Mehr Frauen als in MINT-Fächern üblich

Die Altersspanne der Teilnehmer*innen ist mit 17 bis 35 Jahren bemerkenswert groß. Der eine kommt direkt von der Schule und ist unschlüssig, wie es weitergeht; die andere hat schon eine Ausbildung absolviert und weiß noch nicht, welcher Studiengang sinnvoll darauf aufbaut. Überrascht war Nadine Köcher, dass mit 30 Prozent deutlich mehr Frauen bei „O ja!“ dabei sind als in MINT-Studiengängen, aber auch in Ausbildungen im Handwerk üblich. In Interviews hat sie herausgefunden, dass sich Frauen im Gegensatz zu Männern ein Technikstudium häufig nicht zutrauen. „De facto sind sie in technischen Fächern meist sehr gut, bekommen bei uns die Bestätigung und starten dann im Studium richtig durch“, lächelt Nadine Köcher.

Mathe und Physik sind große Hürden

Weil es ohne Mathematik und Physik in technischen Studiengängen nicht geht, sind diese Fächer aber tatsächlich eine große Hürde. „Viele würden gerne ein MINT-Fach studieren, haben sogar eine passende Ausbildung, merken dann aber im Orientierungsjahr, dass ihre Kenntnisse in Mathematik und Physik trotz unserer vielfältigen Unterstützungsangebote für ein Studium einfach nicht reichen“, hat Nadine Köcher die Erfahrung gemacht. Einerseits schade; andererseits können die Teilnehmer*innen rechtzeitig nach Alternativen suchen. Ihnen und der HTW Berlin bleibt ein Studienabbruch erspart.

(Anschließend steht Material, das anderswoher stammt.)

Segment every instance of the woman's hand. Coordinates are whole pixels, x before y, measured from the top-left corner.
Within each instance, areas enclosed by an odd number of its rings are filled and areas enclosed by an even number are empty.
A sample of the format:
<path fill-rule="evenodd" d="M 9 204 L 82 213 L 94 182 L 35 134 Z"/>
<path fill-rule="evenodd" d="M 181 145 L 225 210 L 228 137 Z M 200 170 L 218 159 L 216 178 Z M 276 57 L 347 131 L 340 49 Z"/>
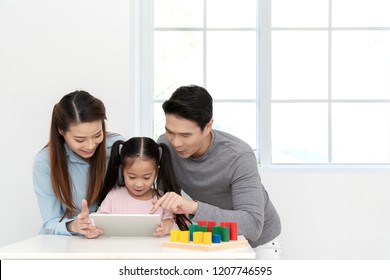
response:
<path fill-rule="evenodd" d="M 152 210 L 150 214 L 156 212 L 161 207 L 164 210 L 171 211 L 175 214 L 191 214 L 195 215 L 198 203 L 193 200 L 188 200 L 178 195 L 175 192 L 167 192 L 159 200 L 153 202 Z"/>
<path fill-rule="evenodd" d="M 163 236 L 168 235 L 173 228 L 174 222 L 172 219 L 163 220 L 156 228 L 153 233 L 153 236 Z"/>
<path fill-rule="evenodd" d="M 77 218 L 67 225 L 68 231 L 77 232 L 84 235 L 87 238 L 95 238 L 103 233 L 101 228 L 92 224 L 89 218 L 88 203 L 85 199 L 81 201 L 81 212 L 77 215 Z"/>

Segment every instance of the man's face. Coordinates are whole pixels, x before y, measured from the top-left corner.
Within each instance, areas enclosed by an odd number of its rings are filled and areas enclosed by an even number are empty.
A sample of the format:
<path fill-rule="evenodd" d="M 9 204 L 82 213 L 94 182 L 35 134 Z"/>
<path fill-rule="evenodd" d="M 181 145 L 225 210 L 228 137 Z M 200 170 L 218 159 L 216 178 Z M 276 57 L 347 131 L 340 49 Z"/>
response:
<path fill-rule="evenodd" d="M 165 115 L 166 136 L 182 158 L 200 158 L 211 144 L 213 119 L 201 131 L 199 125 L 173 114 Z"/>

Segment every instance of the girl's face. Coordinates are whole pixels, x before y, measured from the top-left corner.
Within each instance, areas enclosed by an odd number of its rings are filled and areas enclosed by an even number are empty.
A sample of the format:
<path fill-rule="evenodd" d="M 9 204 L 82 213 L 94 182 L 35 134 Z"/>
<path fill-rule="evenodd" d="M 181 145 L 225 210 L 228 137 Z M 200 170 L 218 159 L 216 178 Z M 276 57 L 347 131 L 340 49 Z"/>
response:
<path fill-rule="evenodd" d="M 123 169 L 123 177 L 129 194 L 140 200 L 153 197 L 152 185 L 156 178 L 156 166 L 151 160 L 138 158 L 131 166 Z"/>
<path fill-rule="evenodd" d="M 60 133 L 69 148 L 84 159 L 93 156 L 104 137 L 102 121 L 74 124 L 68 131 Z"/>

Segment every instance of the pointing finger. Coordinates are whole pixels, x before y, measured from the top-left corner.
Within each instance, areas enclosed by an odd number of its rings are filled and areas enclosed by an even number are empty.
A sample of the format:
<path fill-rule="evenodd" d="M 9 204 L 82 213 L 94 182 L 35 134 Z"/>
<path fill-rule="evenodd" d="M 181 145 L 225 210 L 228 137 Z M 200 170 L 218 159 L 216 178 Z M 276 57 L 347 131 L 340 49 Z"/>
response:
<path fill-rule="evenodd" d="M 85 199 L 81 201 L 81 212 L 89 214 L 88 202 Z"/>
<path fill-rule="evenodd" d="M 154 214 L 154 212 L 156 212 L 156 210 L 161 206 L 161 204 L 164 202 L 165 198 L 167 197 L 167 194 L 164 194 L 162 197 L 160 197 L 159 200 L 157 201 L 153 201 L 153 207 L 152 209 L 150 210 L 150 214 Z"/>

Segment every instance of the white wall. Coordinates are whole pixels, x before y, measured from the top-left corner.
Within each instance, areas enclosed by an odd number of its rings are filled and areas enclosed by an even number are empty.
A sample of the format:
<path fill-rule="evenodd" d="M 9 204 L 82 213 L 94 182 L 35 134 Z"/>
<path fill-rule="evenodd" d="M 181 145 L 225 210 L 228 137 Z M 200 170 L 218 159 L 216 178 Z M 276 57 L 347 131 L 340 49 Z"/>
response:
<path fill-rule="evenodd" d="M 91 92 L 108 129 L 133 136 L 133 11 L 131 0 L 0 0 L 0 246 L 39 229 L 32 163 L 64 94 Z M 260 173 L 287 259 L 390 258 L 389 170 Z"/>
<path fill-rule="evenodd" d="M 389 169 L 261 168 L 286 259 L 390 259 Z"/>
<path fill-rule="evenodd" d="M 0 0 L 0 246 L 42 222 L 32 164 L 63 95 L 90 92 L 108 130 L 131 135 L 130 11 L 130 1 Z"/>

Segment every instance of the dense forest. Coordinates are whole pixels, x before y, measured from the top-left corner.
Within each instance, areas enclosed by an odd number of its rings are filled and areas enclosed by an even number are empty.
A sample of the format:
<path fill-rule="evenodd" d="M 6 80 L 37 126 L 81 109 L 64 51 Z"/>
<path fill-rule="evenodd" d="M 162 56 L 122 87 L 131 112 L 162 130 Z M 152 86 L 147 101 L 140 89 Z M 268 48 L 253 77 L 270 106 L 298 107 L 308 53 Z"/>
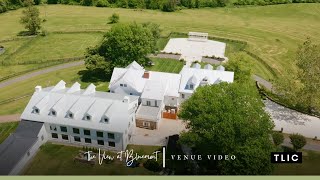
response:
<path fill-rule="evenodd" d="M 0 0 L 0 13 L 24 6 L 24 0 Z M 320 0 L 34 0 L 35 5 L 68 4 L 131 9 L 160 9 L 172 12 L 183 8 L 272 5 L 288 3 L 319 3 Z"/>

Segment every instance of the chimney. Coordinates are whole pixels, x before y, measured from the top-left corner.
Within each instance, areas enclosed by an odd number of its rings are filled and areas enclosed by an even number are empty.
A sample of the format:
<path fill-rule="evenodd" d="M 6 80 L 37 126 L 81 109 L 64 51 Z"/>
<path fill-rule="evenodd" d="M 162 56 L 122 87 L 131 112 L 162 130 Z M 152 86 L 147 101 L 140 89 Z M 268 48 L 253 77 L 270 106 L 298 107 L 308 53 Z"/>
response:
<path fill-rule="evenodd" d="M 40 92 L 42 90 L 42 87 L 41 86 L 36 86 L 34 89 L 35 89 L 36 92 Z"/>
<path fill-rule="evenodd" d="M 149 76 L 150 76 L 150 72 L 144 71 L 143 78 L 149 79 Z"/>

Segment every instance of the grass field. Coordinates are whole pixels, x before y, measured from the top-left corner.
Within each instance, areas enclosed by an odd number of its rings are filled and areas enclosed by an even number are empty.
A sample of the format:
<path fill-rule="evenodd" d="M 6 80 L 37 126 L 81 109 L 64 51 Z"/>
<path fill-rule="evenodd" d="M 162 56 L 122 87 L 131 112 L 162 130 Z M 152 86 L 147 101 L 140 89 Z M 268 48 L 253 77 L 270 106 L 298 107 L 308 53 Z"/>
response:
<path fill-rule="evenodd" d="M 108 30 L 107 18 L 114 12 L 120 22 L 155 22 L 162 34 L 171 31 L 208 32 L 212 36 L 244 40 L 248 50 L 260 56 L 281 77 L 295 72 L 293 59 L 298 44 L 307 37 L 320 42 L 320 4 L 286 4 L 241 8 L 186 9 L 173 13 L 153 10 L 96 8 L 83 6 L 40 6 L 46 14 L 45 29 L 52 31 Z M 0 39 L 14 37 L 23 30 L 19 24 L 21 11 L 0 15 L 6 26 L 0 29 Z M 255 61 L 256 62 L 256 61 Z M 258 74 L 263 66 L 256 62 Z"/>
<path fill-rule="evenodd" d="M 128 147 L 129 148 L 129 147 Z M 151 154 L 158 147 L 134 147 L 143 154 Z M 131 148 L 130 148 L 131 149 Z M 110 164 L 103 163 L 90 166 L 73 162 L 73 158 L 81 148 L 47 143 L 41 146 L 31 164 L 26 168 L 25 175 L 153 175 L 144 167 L 129 168 L 124 161 L 115 160 Z M 151 150 L 149 152 L 149 150 Z M 109 154 L 114 154 L 110 153 Z"/>
<path fill-rule="evenodd" d="M 0 123 L 0 144 L 17 128 L 19 122 Z"/>
<path fill-rule="evenodd" d="M 147 69 L 153 71 L 162 71 L 162 72 L 180 72 L 183 63 L 176 60 L 170 59 L 157 59 L 152 58 L 155 66 L 149 67 Z M 30 96 L 12 101 L 9 103 L 1 104 L 1 101 L 7 99 L 15 99 L 22 97 L 24 95 L 31 95 L 34 92 L 34 87 L 41 85 L 43 87 L 53 86 L 58 83 L 60 80 L 64 80 L 67 83 L 67 86 L 71 86 L 74 82 L 79 82 L 81 88 L 86 88 L 92 81 L 84 80 L 82 74 L 86 72 L 84 66 L 77 66 L 72 68 L 66 68 L 56 72 L 51 72 L 43 74 L 31 79 L 14 83 L 10 86 L 0 89 L 0 115 L 6 114 L 16 114 L 22 113 L 23 109 L 27 105 Z M 109 79 L 107 80 L 97 80 L 93 82 L 97 86 L 98 91 L 108 91 Z"/>
<path fill-rule="evenodd" d="M 102 33 L 52 33 L 0 43 L 6 48 L 5 53 L 0 55 L 0 62 L 10 65 L 0 67 L 0 78 L 36 69 L 53 63 L 52 60 L 84 56 L 86 48 L 96 45 L 102 36 Z"/>
<path fill-rule="evenodd" d="M 302 164 L 276 165 L 274 175 L 320 175 L 320 152 L 304 151 Z"/>
<path fill-rule="evenodd" d="M 146 67 L 149 71 L 179 73 L 183 67 L 183 62 L 172 59 L 152 58 L 152 61 L 154 66 Z"/>

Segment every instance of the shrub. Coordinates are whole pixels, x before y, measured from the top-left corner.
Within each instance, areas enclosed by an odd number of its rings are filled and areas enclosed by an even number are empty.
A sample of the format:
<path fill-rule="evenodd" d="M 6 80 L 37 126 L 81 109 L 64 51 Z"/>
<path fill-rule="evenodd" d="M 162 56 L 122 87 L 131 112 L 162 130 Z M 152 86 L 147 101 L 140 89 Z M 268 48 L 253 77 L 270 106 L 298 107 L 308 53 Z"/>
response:
<path fill-rule="evenodd" d="M 80 4 L 82 6 L 92 6 L 93 5 L 93 0 L 81 0 Z"/>
<path fill-rule="evenodd" d="M 96 7 L 109 7 L 110 4 L 107 0 L 99 0 L 97 3 L 96 3 Z"/>
<path fill-rule="evenodd" d="M 59 0 L 47 0 L 48 4 L 58 4 Z"/>
<path fill-rule="evenodd" d="M 284 136 L 283 136 L 283 134 L 280 133 L 280 132 L 274 132 L 274 133 L 272 133 L 272 139 L 273 139 L 273 143 L 274 143 L 276 146 L 279 146 L 280 144 L 283 143 Z"/>
<path fill-rule="evenodd" d="M 40 35 L 41 36 L 47 36 L 48 35 L 48 31 L 42 28 L 41 32 L 40 32 Z"/>
<path fill-rule="evenodd" d="M 117 13 L 113 13 L 112 16 L 109 17 L 109 23 L 114 24 L 119 22 L 119 15 Z"/>
<path fill-rule="evenodd" d="M 307 144 L 307 140 L 301 134 L 291 134 L 290 135 L 291 144 L 295 151 L 303 148 Z"/>
<path fill-rule="evenodd" d="M 161 170 L 160 164 L 153 160 L 153 159 L 148 159 L 145 163 L 143 163 L 143 166 L 153 172 L 158 172 Z"/>
<path fill-rule="evenodd" d="M 6 12 L 8 10 L 9 3 L 7 0 L 0 0 L 0 13 Z"/>

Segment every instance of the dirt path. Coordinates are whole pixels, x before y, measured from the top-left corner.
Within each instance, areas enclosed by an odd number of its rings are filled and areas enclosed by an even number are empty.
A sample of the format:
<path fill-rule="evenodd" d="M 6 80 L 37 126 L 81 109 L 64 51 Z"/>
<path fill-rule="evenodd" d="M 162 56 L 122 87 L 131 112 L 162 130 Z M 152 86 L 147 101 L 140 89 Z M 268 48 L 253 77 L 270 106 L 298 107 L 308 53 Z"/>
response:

Wer studiert, bleibt an der HTW Berlin

Das Orientierungsjahr endet mit einem fröhlichen Fest, wie sich das gehört. Natürlich gibt es auch Teilnahmebescheinigungen oder Zertifikate. Wer sich im Anschluss an „O ja!“ für ein Studium entscheidet, wählt in der Regel einen Studiengang an der HTW Berlin. „Da ist bereits eine enge Bindung zur Hochschule entstanden“, sagt Nadine Köcher. Insofern sei „O ja!“ nicht nur ein nützliches Angebot zur beruflichen Orientierung, sondern auch intelligentes Studierendenmarketing. Das gelte vor allem für die Tatsache, dass mehr Frauen als üblich für technische Fächer begeistert werden können.

Verlängerung bis 2026

Diesem Umstand will Nadine Köcher einen eigenen Beitrag in der Abschlusspublikation des Verbundprojekts VerOnika widmen. An dem Papier wird gerade gearbeitet. Denn VerOnika und damit auch „O ja!“ ist nicht nur ein Modellprojekt, sondern auch ein Forschungsprojekt mit dem Auftrag, Orientierungsangebote im Bereich Studium und Ausbildung zu entwickeln und zu evaluieren. Enden sollte es eigentlich im September 2023. Doch soeben wurde die Förderung bis Ende 2026 bewilligt.